Unter diesen Umständen lohnt ein genauerer Blick auf die aktuellen Herausforderungen und geeignete automatisierte Lösungen.

Herausforderungen: Fachkräftemangel in der IT-Sicherheit

Die aktuelle Flut von Angriffen wird nicht zuletzt durch den anhaltenden Mangel an Cybersicherheitsexperten begünstigt, da es weltweit nicht genug erfahrene Fachkräfte gibt, um den Bedarf sämtlicher Branchen zu decken. Mehr noch: Obwohl die Nachfrage nach Cybersicherheitsprofis ständig steigt, bleibt ihre Gesamtzahl klein, wodurch sich die Schere zwischen Angebot und Nachfrage weiter öffnet.

Damit unterscheidet sich diese stagnierende Entwicklung deutlich vom allgemeinen Trend in der Cybersicherheitssparte, der für die nähere Zukunft eine Wachstumsphase prognostiziert wird. Zur Begründung verweisen Branchenkenner auf die steigende Zahl der Cyberangriffe, die Herausforderungen der digitalen Transformation und den anhaltenden Mangel an neuen Talenten, der von den Unternehmen mit einiger Wahrscheinlichkeit durch die Anschaffung moderner Lösungen zur Erkennung, Abwehr und Prävention von Cyberattacken ausgeglichen werden wird.

Neue Perspektiven durch Automatisierung und KI

Automatisierte Systeme sind inzwischen allgegenwärtig – von den einfachen Thermostaten in unseren Wohnungen bis hin zu komplexen Beatmungsgeräten in Krankenhäusern. Und obwohl Automatisierung und KI nicht dasselbe sind, werden immer mehr Sicherheitssysteme durch integrierte KI und maschinelles Lernen (ML) in die Lage versetzt, Cyberbedrohungen automatisch zu erkennen und zu stoppen. Das bedeutet, dass uns die neueste Generation automatisierter Sicherheitssysteme nicht einfach nur auf eine akute Gefahr aufmerksam machen, sondern außerdem konkrete Maßnahmen zu ihrer Eindämmung einleiten kann.

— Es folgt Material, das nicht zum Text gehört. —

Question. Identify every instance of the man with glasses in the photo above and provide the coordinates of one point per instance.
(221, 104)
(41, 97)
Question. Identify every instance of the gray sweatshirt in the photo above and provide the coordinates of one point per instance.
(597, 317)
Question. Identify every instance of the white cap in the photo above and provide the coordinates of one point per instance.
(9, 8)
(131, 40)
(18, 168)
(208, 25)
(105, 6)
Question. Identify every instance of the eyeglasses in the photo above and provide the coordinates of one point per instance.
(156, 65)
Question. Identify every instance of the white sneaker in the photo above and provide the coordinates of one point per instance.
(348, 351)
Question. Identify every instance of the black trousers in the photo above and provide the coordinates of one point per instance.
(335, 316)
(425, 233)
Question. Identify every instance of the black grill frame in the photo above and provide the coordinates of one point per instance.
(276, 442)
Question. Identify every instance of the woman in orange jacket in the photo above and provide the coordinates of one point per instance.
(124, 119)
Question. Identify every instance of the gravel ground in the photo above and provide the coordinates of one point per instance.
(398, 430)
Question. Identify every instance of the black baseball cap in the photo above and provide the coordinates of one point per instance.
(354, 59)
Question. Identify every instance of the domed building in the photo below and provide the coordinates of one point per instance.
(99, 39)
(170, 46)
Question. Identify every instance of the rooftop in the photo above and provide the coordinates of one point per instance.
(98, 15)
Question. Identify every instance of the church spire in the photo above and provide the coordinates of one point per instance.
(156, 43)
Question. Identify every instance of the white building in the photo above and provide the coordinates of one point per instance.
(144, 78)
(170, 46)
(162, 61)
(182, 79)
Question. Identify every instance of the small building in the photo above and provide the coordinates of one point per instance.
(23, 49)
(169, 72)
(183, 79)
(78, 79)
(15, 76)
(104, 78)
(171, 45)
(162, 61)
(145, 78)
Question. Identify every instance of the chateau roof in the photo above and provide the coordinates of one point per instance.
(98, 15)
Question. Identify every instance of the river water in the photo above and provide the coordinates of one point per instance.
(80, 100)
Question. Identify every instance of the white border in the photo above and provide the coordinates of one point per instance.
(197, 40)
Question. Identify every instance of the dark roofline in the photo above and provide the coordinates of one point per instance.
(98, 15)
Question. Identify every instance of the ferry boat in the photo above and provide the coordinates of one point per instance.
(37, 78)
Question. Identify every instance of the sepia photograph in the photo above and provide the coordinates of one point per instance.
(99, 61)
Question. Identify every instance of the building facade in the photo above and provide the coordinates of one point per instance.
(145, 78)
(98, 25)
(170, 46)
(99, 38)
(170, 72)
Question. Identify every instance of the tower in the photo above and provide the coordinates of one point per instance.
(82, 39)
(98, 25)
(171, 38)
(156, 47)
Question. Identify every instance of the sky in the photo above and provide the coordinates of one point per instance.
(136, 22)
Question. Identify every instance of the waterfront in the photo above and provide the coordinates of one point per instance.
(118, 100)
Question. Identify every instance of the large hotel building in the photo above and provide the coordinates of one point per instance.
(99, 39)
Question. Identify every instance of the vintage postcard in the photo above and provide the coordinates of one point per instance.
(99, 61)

Auf diese Weise sorgen die betreffenden Lösungen dafür, dass repetitive, zeitraubende und monotone Aufgaben maschinell statt manuell erledigt werden. Das verschafft dünn besetzten Sicherheitsteams mehr Zeit für die wirklich wichtigen Dinge und ermöglicht ihnen so ein effizienteres, kostensparendes und produktiveres Arbeiten.

Abgesehen davon ist der Einsatz automatisierter Sicherheitslösungen eigentlich längst ein Muss, weil raffinierte Angreifergruppen schon seit einiger Zeit automatisierte Verfahren für schädliche Zwecke nutzen. Das zeigt beispielsweise der auf Automatisierungsfunktionen basierende Wurm MyDoom, der zu den Malwarevarianten mit der schnellsten Ausbreitungsrate zählt und bislang Schäden in einer geschätzten Höhe von 38 Milliarden US-Dollar verursacht hat. Besondere Beachtung verdient dabei die Tatsache, dass MyDoom weiterhin das Internet unsicher macht, obwohl er bereits 2004 entdeckt wurde.

Trotzdem stehen viele Mitarbeiter der Einführung von Automatisierungslösungen skeptisch gegenüber, weil sie eine schleichende Verdrängung menschlicher Arbeitskräfte befürchten. Glücklicherweise ist diese Angst im Bereich Cybersicherheit bestenfalls teilweise berechtigt, weil die angebotenen automatisierten Tools vor allem die Durchführung der Sicherheitsprozesse unterstützen und Unternehmen in einigen Fällen bei der Bewältigung des Fachkräftemangels helfen sollen. Auch die ausgereiftesten KI-Produkte sind nach wie vor auf menschliche Mitarbeiter angewiesen, lassen sich nach beliebigen Vorgaben konfigurieren und unterliegen stets der Aufsicht des Sicherheitsteams. Zugleich entstehen durch Automatisierung und KI neue berufliche Rollen wie die des Algorithm Bias Auditor oder des Machine Risk Officer.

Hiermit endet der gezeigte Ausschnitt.